07 March 2017
Bilbao Campus
The Socioeconomic Climate Report for the fourth quarter 2016, prepared for the BBK by Deusto Business School, includes a detailed review of the latest statistics available on key social and economic indicators in our area.
The report interprets this information and forecasts the main global tendencies that impact business. The study also includes an introductory section with an overall evaluation of the current situation and prospects for the short, medium and long term with a view to disseminating relevant information to society.
The international scene was better than expected
The last quarter of 2016 and the first months of 2017 show stability and growth in the global economy, with better than expected performance, especially in advanced economies. This is the case of the USA and Europe with growth around 2% and China (exceeding 6.5%). Latin America is also emerging from a recession and its economy is now boosted by foreign trade and public and private investment.

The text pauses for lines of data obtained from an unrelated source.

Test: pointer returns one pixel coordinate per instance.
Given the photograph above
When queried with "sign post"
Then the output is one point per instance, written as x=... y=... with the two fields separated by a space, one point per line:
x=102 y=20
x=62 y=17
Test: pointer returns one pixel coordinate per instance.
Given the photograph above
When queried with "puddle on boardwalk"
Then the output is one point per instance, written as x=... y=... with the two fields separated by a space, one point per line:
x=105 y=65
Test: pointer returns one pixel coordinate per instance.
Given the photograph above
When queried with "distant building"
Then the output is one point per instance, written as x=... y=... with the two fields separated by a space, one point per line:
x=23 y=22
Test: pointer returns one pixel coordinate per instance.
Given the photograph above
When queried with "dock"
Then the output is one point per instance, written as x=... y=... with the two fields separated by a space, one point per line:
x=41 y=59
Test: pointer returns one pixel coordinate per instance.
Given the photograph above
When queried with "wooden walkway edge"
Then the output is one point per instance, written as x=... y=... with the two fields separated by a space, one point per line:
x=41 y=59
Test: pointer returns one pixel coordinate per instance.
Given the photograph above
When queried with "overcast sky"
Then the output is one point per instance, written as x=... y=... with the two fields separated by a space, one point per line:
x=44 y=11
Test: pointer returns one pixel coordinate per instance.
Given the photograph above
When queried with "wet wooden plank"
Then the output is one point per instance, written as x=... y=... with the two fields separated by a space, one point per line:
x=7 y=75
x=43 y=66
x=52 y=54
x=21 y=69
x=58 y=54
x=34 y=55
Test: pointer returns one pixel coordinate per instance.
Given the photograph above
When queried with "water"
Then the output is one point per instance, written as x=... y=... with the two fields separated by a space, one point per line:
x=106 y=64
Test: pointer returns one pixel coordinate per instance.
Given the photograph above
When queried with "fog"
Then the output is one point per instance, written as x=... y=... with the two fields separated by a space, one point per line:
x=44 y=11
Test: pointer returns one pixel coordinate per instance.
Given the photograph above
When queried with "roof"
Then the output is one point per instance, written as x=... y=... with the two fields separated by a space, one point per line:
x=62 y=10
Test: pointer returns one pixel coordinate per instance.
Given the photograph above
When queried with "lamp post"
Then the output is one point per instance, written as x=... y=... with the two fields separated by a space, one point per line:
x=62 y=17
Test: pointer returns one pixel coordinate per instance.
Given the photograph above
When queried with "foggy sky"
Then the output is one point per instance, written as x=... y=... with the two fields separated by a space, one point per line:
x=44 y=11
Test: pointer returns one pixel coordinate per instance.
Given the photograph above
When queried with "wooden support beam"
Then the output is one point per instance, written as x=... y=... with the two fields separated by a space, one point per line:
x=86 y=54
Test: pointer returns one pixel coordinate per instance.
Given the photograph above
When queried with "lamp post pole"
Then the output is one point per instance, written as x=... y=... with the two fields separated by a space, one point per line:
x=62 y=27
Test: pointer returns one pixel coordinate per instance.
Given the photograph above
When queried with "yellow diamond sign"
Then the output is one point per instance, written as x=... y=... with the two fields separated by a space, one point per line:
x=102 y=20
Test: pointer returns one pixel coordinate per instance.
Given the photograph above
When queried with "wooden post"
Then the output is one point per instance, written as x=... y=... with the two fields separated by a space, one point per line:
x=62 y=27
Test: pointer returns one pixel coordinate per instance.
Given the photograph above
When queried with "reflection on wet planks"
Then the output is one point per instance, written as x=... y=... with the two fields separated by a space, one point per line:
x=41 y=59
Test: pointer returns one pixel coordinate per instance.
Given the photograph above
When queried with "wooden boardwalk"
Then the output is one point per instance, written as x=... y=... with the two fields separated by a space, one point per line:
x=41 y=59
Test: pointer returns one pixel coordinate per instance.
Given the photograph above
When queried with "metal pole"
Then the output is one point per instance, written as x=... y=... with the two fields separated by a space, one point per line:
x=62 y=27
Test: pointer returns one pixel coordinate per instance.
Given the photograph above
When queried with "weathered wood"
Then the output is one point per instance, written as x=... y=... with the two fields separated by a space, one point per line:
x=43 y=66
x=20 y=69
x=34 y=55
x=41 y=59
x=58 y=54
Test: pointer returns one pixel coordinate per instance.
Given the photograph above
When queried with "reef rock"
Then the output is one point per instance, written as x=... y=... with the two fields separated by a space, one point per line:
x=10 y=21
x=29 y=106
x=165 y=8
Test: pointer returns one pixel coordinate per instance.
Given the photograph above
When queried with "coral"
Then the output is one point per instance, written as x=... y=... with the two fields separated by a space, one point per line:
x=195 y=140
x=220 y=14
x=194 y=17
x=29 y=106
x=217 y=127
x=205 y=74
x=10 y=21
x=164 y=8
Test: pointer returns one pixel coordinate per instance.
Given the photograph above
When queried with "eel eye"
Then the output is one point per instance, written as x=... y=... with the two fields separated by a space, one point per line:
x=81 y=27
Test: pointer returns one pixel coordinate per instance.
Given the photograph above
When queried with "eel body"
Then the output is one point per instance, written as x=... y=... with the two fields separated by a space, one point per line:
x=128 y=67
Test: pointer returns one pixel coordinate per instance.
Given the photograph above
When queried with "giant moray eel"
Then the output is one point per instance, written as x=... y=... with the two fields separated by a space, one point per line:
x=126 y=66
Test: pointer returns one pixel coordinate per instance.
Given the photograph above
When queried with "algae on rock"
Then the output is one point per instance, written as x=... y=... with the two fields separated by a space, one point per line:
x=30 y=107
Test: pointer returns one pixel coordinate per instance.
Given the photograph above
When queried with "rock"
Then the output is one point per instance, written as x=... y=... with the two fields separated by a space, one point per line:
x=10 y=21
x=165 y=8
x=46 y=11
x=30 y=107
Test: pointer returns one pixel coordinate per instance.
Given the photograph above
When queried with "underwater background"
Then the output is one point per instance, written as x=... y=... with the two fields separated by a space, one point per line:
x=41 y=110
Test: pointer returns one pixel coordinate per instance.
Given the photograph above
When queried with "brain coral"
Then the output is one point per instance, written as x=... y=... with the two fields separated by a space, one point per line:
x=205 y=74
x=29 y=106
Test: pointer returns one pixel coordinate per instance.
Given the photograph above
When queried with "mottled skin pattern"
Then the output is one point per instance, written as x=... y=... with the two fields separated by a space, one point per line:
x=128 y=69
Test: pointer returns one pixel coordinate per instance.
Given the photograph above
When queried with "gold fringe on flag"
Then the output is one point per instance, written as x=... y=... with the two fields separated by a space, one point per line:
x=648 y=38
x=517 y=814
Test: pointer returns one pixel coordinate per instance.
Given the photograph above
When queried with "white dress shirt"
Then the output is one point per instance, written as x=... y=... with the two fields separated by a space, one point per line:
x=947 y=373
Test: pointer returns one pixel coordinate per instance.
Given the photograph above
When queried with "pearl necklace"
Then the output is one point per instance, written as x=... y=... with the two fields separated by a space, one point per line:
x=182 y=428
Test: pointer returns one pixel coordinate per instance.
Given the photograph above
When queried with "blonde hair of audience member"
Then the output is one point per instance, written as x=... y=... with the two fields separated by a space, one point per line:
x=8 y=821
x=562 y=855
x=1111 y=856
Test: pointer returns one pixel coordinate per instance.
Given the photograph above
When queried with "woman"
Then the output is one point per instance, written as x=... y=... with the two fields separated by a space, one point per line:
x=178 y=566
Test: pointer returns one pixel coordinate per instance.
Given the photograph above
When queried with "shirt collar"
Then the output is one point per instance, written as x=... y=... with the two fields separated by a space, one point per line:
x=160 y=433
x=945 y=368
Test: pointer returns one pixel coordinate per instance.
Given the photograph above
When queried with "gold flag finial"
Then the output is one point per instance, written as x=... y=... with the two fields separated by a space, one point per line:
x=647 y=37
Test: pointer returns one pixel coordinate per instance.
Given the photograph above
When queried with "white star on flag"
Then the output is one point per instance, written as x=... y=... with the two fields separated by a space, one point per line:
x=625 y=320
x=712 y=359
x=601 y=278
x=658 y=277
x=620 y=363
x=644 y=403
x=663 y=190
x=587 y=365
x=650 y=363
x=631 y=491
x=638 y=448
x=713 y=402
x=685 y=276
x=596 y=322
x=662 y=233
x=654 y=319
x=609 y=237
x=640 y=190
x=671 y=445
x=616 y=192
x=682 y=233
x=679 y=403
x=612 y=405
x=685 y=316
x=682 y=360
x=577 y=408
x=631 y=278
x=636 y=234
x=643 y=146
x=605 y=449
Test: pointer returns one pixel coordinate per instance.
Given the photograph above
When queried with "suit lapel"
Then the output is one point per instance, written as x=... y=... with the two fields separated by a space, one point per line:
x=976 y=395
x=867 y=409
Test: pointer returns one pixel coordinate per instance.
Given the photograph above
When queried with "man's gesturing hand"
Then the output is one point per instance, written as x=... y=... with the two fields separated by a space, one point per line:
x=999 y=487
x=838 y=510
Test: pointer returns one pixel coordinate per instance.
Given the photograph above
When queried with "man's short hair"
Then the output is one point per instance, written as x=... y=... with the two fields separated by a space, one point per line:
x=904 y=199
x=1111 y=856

Financial markets continue to grow, showing recovery of confidence and improved industrial production and international trade indicators.

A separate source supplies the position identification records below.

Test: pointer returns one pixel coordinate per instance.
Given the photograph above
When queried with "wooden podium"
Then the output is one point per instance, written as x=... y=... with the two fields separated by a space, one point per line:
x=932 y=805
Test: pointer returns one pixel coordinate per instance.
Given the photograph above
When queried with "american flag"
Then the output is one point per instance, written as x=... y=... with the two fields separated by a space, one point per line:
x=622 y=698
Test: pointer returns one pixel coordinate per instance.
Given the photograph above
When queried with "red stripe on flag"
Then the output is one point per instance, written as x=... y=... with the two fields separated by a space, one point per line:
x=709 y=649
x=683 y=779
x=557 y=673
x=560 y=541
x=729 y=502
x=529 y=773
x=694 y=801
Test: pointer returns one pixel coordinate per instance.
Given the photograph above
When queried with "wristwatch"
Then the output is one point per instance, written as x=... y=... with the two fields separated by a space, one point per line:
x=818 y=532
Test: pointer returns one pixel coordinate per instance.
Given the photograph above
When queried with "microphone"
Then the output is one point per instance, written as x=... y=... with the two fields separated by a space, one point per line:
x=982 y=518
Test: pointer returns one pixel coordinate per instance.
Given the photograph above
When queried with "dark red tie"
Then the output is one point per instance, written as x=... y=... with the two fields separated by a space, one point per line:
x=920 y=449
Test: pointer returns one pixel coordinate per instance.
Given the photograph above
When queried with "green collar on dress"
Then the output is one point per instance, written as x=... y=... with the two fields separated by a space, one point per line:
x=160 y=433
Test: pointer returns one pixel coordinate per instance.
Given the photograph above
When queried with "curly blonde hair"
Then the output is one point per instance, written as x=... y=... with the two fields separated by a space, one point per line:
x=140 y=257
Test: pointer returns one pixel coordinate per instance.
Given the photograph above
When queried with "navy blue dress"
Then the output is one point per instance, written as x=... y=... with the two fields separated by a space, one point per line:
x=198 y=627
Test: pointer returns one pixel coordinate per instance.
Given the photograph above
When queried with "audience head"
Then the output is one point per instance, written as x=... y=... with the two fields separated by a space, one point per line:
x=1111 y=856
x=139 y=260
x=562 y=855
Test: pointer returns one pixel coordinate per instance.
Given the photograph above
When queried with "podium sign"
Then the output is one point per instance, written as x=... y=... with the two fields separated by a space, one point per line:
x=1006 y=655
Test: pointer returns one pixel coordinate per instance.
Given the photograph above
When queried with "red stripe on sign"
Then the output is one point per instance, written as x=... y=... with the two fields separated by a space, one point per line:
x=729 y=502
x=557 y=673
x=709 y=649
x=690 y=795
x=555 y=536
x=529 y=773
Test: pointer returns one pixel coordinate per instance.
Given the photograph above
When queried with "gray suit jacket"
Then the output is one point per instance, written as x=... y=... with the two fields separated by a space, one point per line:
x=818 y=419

This positive behaviour, in addition to higher prices for raw materials and energy, means higher inflation. Upward pressure on prices is expected to continue in the coming months.

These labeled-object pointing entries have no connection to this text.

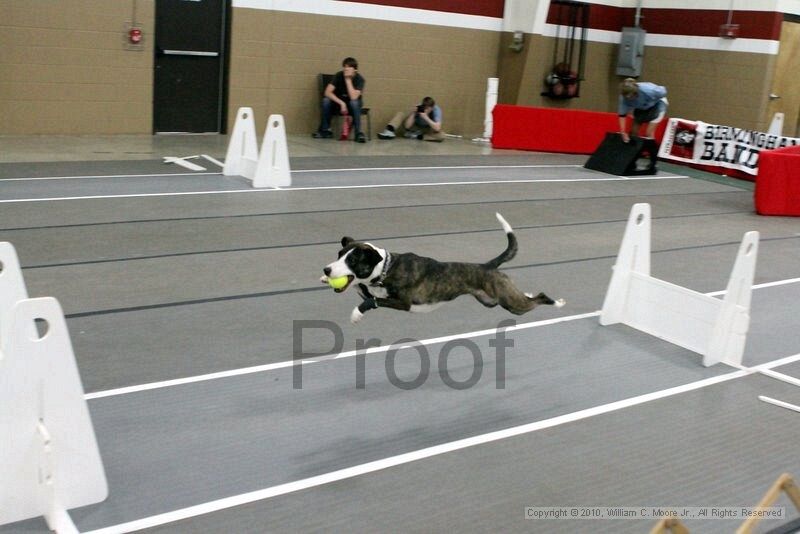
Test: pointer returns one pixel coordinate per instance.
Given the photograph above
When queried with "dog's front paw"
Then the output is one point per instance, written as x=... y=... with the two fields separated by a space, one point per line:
x=356 y=315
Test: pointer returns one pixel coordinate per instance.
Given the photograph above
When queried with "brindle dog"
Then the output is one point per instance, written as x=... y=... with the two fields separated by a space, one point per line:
x=405 y=281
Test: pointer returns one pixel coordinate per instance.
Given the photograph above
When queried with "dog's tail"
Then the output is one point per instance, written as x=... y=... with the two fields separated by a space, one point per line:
x=510 y=251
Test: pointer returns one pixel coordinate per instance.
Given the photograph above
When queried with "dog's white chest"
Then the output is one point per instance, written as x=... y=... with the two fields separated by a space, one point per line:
x=379 y=292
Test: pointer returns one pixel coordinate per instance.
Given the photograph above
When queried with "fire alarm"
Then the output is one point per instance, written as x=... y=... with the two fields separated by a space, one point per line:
x=729 y=31
x=135 y=35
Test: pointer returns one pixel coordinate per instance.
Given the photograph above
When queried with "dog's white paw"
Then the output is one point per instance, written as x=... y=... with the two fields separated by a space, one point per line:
x=356 y=315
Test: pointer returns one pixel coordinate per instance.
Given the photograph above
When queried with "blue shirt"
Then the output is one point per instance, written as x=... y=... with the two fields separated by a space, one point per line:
x=649 y=95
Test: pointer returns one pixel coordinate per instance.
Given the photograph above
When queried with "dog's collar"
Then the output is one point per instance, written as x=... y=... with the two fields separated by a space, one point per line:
x=378 y=280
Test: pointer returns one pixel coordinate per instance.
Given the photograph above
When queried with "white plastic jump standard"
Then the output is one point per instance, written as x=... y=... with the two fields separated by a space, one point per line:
x=50 y=461
x=270 y=166
x=715 y=328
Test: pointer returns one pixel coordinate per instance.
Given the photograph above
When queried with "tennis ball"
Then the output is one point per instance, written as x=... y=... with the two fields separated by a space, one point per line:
x=337 y=283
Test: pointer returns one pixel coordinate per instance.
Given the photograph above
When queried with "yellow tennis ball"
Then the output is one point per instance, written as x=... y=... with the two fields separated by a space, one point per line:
x=337 y=283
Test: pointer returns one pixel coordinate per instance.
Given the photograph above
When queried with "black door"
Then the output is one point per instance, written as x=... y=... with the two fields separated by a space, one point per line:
x=189 y=65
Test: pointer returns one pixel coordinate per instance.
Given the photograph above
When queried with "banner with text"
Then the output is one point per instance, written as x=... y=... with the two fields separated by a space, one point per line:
x=720 y=146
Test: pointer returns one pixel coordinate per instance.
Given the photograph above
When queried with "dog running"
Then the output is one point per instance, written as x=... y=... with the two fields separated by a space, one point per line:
x=407 y=282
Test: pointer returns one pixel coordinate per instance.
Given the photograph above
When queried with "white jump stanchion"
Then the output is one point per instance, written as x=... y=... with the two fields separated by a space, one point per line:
x=715 y=328
x=50 y=461
x=273 y=161
x=242 y=154
x=270 y=166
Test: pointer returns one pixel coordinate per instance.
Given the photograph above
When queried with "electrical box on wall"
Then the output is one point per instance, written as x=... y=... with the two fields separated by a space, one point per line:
x=631 y=52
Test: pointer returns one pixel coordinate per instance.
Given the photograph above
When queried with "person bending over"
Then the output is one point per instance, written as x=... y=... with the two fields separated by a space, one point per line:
x=646 y=101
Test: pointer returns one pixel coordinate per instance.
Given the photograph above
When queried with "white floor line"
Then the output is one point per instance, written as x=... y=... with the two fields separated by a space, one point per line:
x=341 y=355
x=301 y=171
x=378 y=465
x=779 y=403
x=37 y=178
x=450 y=167
x=328 y=187
x=373 y=350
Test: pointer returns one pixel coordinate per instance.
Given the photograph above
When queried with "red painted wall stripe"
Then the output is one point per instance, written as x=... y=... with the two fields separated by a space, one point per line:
x=484 y=8
x=692 y=22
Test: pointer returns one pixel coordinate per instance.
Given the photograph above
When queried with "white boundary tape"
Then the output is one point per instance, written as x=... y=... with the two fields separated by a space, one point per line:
x=779 y=403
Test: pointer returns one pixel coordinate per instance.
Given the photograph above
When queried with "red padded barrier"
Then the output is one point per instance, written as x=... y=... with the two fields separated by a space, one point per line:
x=778 y=182
x=573 y=131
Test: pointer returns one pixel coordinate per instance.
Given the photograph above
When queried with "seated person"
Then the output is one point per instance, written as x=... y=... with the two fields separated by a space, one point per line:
x=343 y=93
x=424 y=122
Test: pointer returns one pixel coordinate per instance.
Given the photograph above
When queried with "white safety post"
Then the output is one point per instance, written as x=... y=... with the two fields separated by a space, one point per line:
x=273 y=162
x=50 y=461
x=715 y=328
x=242 y=152
x=12 y=283
x=491 y=100
x=270 y=166
x=776 y=126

Recovery is therefore expected to continue and consolidate during 2017 in spite of the uncertainty concerning the Trump administration’s new policies in the US and the European project’s ability to deal with the effect of the current elections and a new debt crisis episode in Greece. Isolated crises on financial markets are also possible although not expected to be as intense as the first global crisis or the later sovereign debt crisis.
This reasonably stable global context and low interest rates are once again placing fiscal stimulus policy at the forefront. In Europe, the most pressing unfinished business is higher productivity (and a resulting increase in salaries) and reducing inequalities.
Spain: on the path to recovery, although burdened by its public deficit
The Spanish economy is continuing to register acceptable behaviour on this positive panorama. If the current trend continues, the initial forecasts for GDP growth in the current fiscal year, both from official bodies (European Commission, OECD or the IMF estimated around 2.3%) and the Bank of Spain or the government (which predicted 2.5%) and private analysts (the Funcas Panel put forth 2.4%), could be revised upward. This tendency to more stable growth is based on the domestic and foreign demand and marginal growth of productivity.
In spite of these good prospects, which are continuing to be seen in lower jobless rates, albeit slowly, the problem of the public deficit is not yet being solved. The option to resort to borrowing to pay pensions this year (and thus avoid depletion of the Social Security’s Reserve Fund), which would mean increased debt, has been announced. This has been sidestepped in recent years by using the "pension piggy bank". Work has also started on reform of the tax and funding frameworks in the common regime Spanish autonomous communities.
Biscay and the Basque Country: the challenge of transferring recovery to society as a whole
On this panorama where the main export-oriented European economies (Spain, France and Germany) are recovering, the Basque Country's prospects for advancing towards further recovery and reducing unemployment are good. The region shows considerably lower public indebtedness and unemployment (which may drop to around 10% at the end of the 2017 fiscal year) than Spain as a whole. The region is beginning 2017 with better prospects than the nation as a whole. However, the recently published European Commission’s “Regional Competitive Index 2016” places the Basque Country in position 119 out of a total 263 regions, meaning it has dropped 16 places in comparison to the last ranking released (2013 RCI).
Tax reform is expected to be at the centre of economic debate in the coming months, both concerning renewal of agreements with the State (Economic Agreement and Quota), and possible measures related to tax revenues and expenditures that are agreed in the revision framework of the last tax reform in 2014.
Biscay closed the 2016 fiscal year with all its economic drivers running:
- its economy grew 3% in the last quarter of the year, two tenths above the previous quarter;
- the Industrial Production Index registered interannual evolution of 4.2% growth;
- exports increased in the last quarter, reaching levels similar to the same period in 2016.
As a consequence of the above, an additional 10,000 people contributed to the Social Security in the last quarter of the year, which means 1.6% growth in terms of the interannual rate.
This good economic performance has also been evident from the Public Treasury’s first collection figures in the 2017 fiscal year. Collection of agreed taxes increased by 2.6% in comparison to the previous year.
The challenge of effectively transferring economic recovery to society has become the main problem in developed nations.
In spite of the increasing importance of tax policies to nurture growth and make it sustainable, and their key role as a wealth redistribution instrument, it would be an error to centre the debate exclusively on taxation.
The framework must be made broader and two additional mechanisms should be included:
- employment, which is undergoing substantial changes as per duration and characteristics, as well as salary levels;
- the key role of business in creating social value.
The three prongs formed by taxation, employment and the social impact of business form the fundamental elements needed to redistribute wealth that the private sector is creating in the 2017 fiscal year.